Observamos também que nos parágrafos 2 e 3, se afirma que uma pessoa transexual é quem nasce de um sexo e se identifica como ‘homem’ para o sexo feminino ou ‘mulher’ para o sexo masculino, deixando em aberto a definição de homem e mulher, posto que atualmente os movimentos de “pessoas trans” apresentam uma não-definição (uma definição circular): homem é quem se identifica como homem e mulher é quem se identifica como mulher. 

Ora, se não se define efetivamente o que é homem e o que é mulher, é evidente que isso recai em ausência de definição para o que é menino e menina. Se for compreendido que ser menino é algo baseado em expectativas sociais (de gênero) estaremos estabelecendo padrões rotulantes para os meninos, e vice versa: menino é quem gosta de carrinho, usa azul, não chora, é mais masculino, e menina é quem gosta de cuidar, de boneca, é delicada, etc. Portanto, “identificar com outro gênero” não deveria implicar em mudar o sexo de uma criança, dado que gênero são apenas construções sociais. 
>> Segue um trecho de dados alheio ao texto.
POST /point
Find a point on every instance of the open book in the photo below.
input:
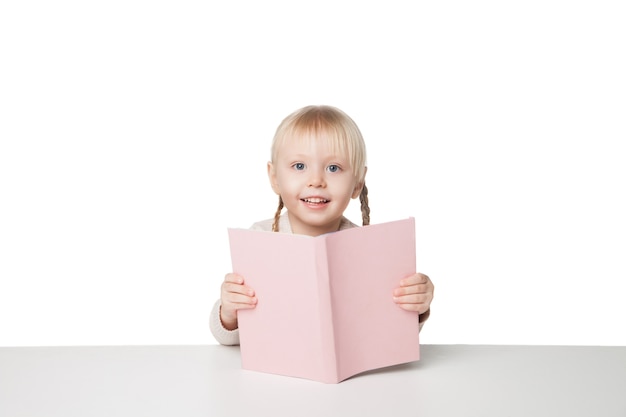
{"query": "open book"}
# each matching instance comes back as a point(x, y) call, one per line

A lógica é baseada na autoidentificação: (1) “se identificar” com atributos sexuais de outro sexo ou (2) se identificar com comportamentos “femininos ou masculinos”. No primeiro caso, perguntamos: as pessoas nascem em corpos errados? É o que a Medicina e a Psicologia, atravessadas ideologicamente, estão tentando sustentar: a ideia de “incongruência de gênero” e o que é denominado no artigo 1º como “não paridade entre a identidade de gênero e o sexo ao nascimento”. No segundo caso, perguntamos: se identificar com comportamentos femininos e masculinos implica “ser” de outro sexo? 

Embebidos desses conceitos pseudo-científicos, propositalmente ambíguos, atravessados por verdadeiros malabarismos verborrágicos, o neoliberalismo progressista avança em crianças e adolescentes que não seguem expectativas sociais para seu sexo, lhes dizendo que a solução é cosmética: bloquear puberdade, usar hormônios que seu corpo não produz naturalmente, usar roupas “de outro sexo” (curiosamente, isso se aproxima da famosa frase de que “meninos vestem azul e meninas vestem rosa”), usar pronomes para se referir a outro sexo, etc. 
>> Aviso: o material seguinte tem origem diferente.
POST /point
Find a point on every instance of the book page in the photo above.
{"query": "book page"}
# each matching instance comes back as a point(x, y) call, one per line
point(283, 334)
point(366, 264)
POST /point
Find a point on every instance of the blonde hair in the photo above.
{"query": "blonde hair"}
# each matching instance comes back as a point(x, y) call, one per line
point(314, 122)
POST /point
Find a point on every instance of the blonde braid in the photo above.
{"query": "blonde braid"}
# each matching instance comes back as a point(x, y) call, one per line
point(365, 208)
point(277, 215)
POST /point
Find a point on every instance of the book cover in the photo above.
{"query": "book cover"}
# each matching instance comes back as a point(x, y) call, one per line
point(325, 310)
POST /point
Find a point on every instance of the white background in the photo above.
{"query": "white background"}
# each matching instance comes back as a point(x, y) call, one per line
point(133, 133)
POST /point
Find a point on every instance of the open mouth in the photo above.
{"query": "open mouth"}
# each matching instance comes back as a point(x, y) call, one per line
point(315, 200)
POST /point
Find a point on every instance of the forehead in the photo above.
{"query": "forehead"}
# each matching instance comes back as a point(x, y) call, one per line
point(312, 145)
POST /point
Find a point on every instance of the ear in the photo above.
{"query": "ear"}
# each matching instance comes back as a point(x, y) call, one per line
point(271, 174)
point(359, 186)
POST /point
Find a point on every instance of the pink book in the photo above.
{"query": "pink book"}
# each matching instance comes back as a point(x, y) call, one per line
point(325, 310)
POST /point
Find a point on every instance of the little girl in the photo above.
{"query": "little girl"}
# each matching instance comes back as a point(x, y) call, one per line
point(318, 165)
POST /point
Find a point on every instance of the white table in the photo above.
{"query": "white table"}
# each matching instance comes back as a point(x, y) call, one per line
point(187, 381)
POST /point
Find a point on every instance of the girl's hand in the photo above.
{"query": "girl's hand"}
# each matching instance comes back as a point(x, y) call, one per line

Soluções cosméticas, que claramente produzem confusão, ocultam a realidade concreta e as formas de opressão e exploração. Tais soluções encobrem os verdadeiros fatores que levam crianças e adolescentes, cada dia mais a odiarem seus corpos, a transformarem seus corpos em mercadoria, a adotarem uma concepção de que se pode adquirir partes de corpos e modelar-se de acordo com o “desejo”. Guiados por desejos cuidadosamente modelados por um sexismo cada dia mais naturalizado, reacionário, pelas máquinas midiáticas e grandes conglomerados, a mensagem é: “me fabrico” logo sou. Um movimento e uma ideologia que caminha de mãos dadas com as grandes

multinacionais, que converte os seres humanos em objetos a serem fabricados, é um caminho claramente alinhado à desumanização. 

Qual o interesse do capital em colonizar a esquerda em relação a esse tema? Qual seu objetivo econômico-político? A quem serve esse tipo de apologia ideológica? 

O capital não tem “interesse”, ele se movimenta, acha nichos de acumulação, de valorização do valor. Houve uma demanda original, um apelo legítimo de quebras da rigidez dos papéis sociais. E daí descambou nessa forma subjetivista e totalmente descolada da realidade, que foi incorporada pelo capital, fomentada para extrair ao máximo o valor. Essa é a forma em si. Então, o interesse é o mesmo que sempre foi: acumulação pela via da exploração, e não é algo moral. Obviamente que há muitas corporações lucrando e fomentando isso de maneira totalmente antiética, irresponsável e violenta. Por exemplo, depois do bloqueio do hormônio natural do corpo humano, os sujeitos ficam dependentes para o resto da vida da hormonização artificial, e isso é uma mina de ouro para indústrias farmacêuticas. É curiosíssimo o quão a esquerda comprou essa ideia, fazendo fortes campanhas para tomar “os meios de produção de hormônios” em uma tentativa deprimente de transformar essa pauta claramente capitalista e repleta de uma ideologia neoliberal, com elementos de uma suposta “ação revolucionária”:

O que temos vistos, nas ações de médicos, é algo que se aproxima muito do que vimos ocorrer nos experimentos nazistas, ferindo claramente códigos de conduta médica que foram criados para proteger seres humanos, como o Código de Nuremberg, criado por consequências dos Processos de Guerra de Nuremberg, ocorridos no fim da Segunda Guerra Mundial, ou a declaração de Helsinque que versa sobre experimentos em seres humanos e sobre a proteção dos vulneráveis. 

Seria a instauração paulatina de um pensamento que visa a eugenia social? 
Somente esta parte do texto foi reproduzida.